Les travaux d’Allacci et Ivanovich servirent de base à de nouvelles chronologies qui apparurent au XVIIIe siècle. En 1730, Giovanni Carlo Bonlini (1673 – 1731), amateur vénitien, publia chez Bonarigo à Venise, de façon anonyme, une sorte d’almanach des théâtres italiens, intitulé Le glorie della poesia e della musica contenute nell’esatta notitia de teatri della città di Venezia. Quinze ans plus tard, ce fut le tour d’un autre amateur vénitien, Antonio Groppo, copiste, libraire et imprimeur de musique à Venise (vers 1700 – vers 1765). Tentant de corriger les erreurs de ses prédecesseurs, il fit paraître un Catalogo di tutti i drammi per musica recitati ne’ teatri di Venezia dall’ anno 1637 all’annon presente (1745).

Au XIXe siècle, la chronologie des opéras vénitiens fut l’objet de nouveaux travaux. Francesco Caffi (1778 – 1874), historien de la musique, après avoir travaillé sur la musique religieuse de la Cappella San Marco, laissa inachevée une Storia della musica teatrale in Venezia, qui ne fut publiée qu’en 1925. En 1878, le comte Giovanni Salvioli publia à Milan, chez Ricordi, sous le pseudonyme de Livio Niso Galvani, I teatri musicali di Venezia nel secolo XVII (1637-1700), dans lesquels les opéras sont classés par théâtre et par ordre chronologique, et assortis de précieux commentaires.
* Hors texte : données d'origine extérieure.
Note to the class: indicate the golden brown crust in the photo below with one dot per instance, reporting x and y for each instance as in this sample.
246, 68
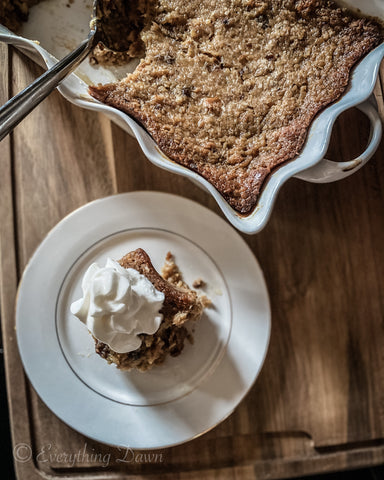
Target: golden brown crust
230, 92
181, 305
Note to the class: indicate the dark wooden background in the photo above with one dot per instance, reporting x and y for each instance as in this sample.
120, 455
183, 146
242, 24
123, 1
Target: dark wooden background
318, 405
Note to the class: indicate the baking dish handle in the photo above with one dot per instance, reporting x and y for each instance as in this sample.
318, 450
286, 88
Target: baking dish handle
327, 171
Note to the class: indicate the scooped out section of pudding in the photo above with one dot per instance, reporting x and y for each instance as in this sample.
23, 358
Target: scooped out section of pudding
136, 316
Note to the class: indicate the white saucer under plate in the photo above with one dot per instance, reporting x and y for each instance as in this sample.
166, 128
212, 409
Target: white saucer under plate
187, 395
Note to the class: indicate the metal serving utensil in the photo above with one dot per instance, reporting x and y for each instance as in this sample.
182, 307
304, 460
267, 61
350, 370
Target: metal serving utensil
18, 107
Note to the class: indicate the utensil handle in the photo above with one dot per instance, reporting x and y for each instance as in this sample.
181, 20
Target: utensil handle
327, 171
24, 102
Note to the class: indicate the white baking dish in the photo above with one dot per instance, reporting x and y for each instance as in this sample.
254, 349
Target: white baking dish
58, 29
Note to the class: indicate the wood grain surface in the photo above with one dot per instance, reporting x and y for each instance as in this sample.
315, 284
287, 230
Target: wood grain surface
318, 404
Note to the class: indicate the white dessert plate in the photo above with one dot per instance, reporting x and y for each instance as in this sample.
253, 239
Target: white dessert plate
187, 395
57, 30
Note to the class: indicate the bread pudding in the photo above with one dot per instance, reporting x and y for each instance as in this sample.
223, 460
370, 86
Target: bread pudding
136, 316
229, 89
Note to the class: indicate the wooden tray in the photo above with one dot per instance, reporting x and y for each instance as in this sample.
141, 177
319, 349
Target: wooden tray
318, 404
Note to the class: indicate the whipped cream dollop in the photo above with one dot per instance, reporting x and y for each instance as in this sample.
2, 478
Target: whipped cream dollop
117, 305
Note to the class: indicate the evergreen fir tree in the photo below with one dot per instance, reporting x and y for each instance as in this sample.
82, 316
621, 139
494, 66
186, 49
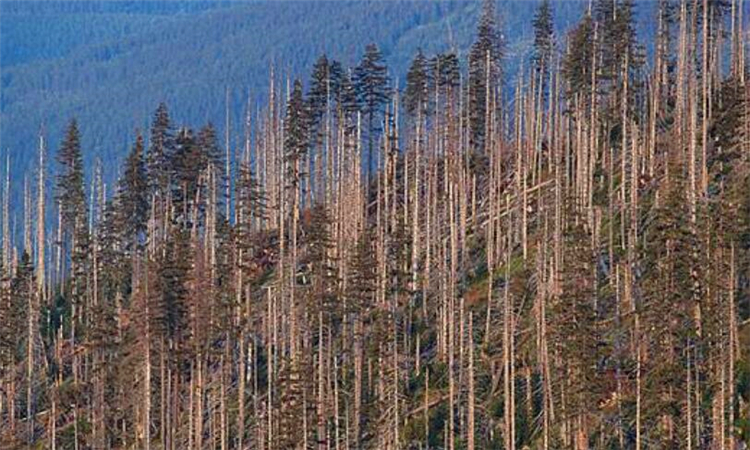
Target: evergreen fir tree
544, 40
372, 85
161, 148
484, 71
416, 95
132, 195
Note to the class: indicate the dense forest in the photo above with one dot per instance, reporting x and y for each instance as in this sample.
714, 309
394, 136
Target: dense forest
441, 264
109, 63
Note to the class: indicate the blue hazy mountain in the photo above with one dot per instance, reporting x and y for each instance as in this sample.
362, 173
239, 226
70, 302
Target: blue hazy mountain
109, 63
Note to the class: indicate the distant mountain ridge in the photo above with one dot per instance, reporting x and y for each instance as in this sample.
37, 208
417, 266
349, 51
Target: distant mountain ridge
110, 63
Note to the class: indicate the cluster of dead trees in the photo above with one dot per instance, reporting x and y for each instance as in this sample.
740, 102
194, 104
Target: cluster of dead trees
459, 265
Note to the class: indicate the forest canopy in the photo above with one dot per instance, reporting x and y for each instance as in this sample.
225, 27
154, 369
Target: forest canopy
440, 263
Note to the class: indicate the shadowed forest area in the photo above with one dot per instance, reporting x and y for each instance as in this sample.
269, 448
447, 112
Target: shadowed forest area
443, 264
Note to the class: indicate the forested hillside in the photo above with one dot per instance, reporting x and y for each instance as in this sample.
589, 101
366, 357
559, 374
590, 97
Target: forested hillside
110, 63
380, 258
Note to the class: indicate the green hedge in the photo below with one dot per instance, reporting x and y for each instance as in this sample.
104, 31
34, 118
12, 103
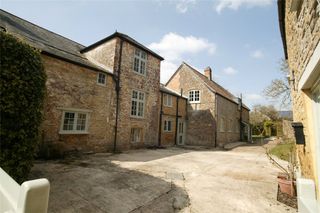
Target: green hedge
22, 91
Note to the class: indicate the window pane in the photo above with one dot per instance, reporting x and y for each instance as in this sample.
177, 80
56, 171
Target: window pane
140, 112
142, 67
136, 65
141, 96
68, 121
81, 121
134, 108
134, 94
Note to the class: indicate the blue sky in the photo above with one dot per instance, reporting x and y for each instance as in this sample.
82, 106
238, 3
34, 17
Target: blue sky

Les erreurs de Cristoforo Ivanovich devaient immanquablement attirer à nouveau l’attention des chercheurs. Certaines sont manifestes, tel le nombre excessif d’opéras attribués à Francesco Cavalli, parmi lesquels on trouve aussi bien l’Adone de Monteverdi que la Finta pazza ou le Bellerofonte de Sacrati. Il revenait à un étudiant américain, Thomas Walker, d’opérer les rectifications nécessaires dans Gli errori di Minerva al tavolino : osservazioni sulla cronologia delle prime opere veneziane, en 1976.